The next layer up is the process layer. There is always a debate in organisations about finding the best balance between resilience and efficiency. Security measures have an overhead cost, both in time and money, and are often viewed as an obstruction to business rather than an enabler. Process vulnerabilities normally stem from a misalignment between security procedures and business objectives. Processes may have been defined only to be ignored or only partially implemented. This is where executive buy-in is key. Department heads should not only lead by example but also providing constructive feedback to get the security vs efficiency balance right.
To err is human
At the top of the pyramid is the people layer. This can be seen as the area of greatest vulnerability as 90% of cyber security incidents are reputedly caused by human error (6). This can be either accidental as in a ‘fat finger’ error (See View #21) or malicious (See View #19). The vulnerability in the latter case at the people layer is known as social engineering. This is the psychological manipulation of people to get them to divulge confidential information such as log-in credentials. It exploits human curiosity by getting people to click on an interesting looking link which then secretly installs malware in the system.
These are known as phishing attacks and come in these varieties:
Phishing An official looking email which looks like it comes from, say, your bank. It’s really a scam to get your account passwords or credit card details.
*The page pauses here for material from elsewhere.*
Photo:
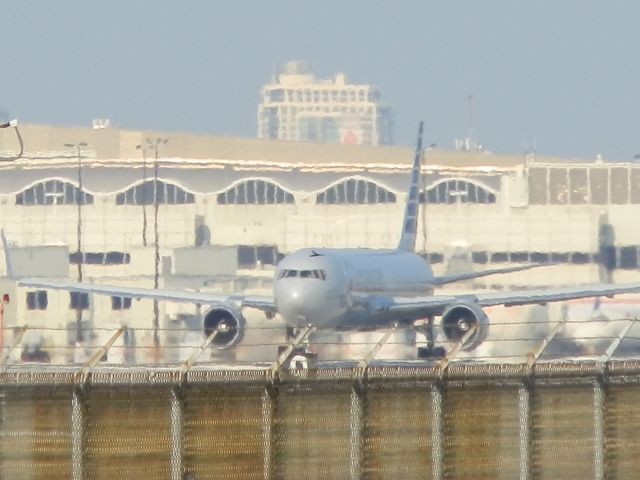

Spear phishing This is a targeted version of phishing directed at a single individual rather than a mass email list. Carefully crafted after research on social media sites, they target high profile people in key roles.
Vishing Voice based phishing using the phone rather than email.
Smishing As above but using SMS messaging on a mobile phone rather than email.
The best defence against these attacks is user awareness training; teaching people not to click on dodgy links in emails. We leave the last word on the social engineering threat to the cyber security expert Bruce Schneier and his famous aphorism:
“Only amateurs attack machines, professionals attack people”.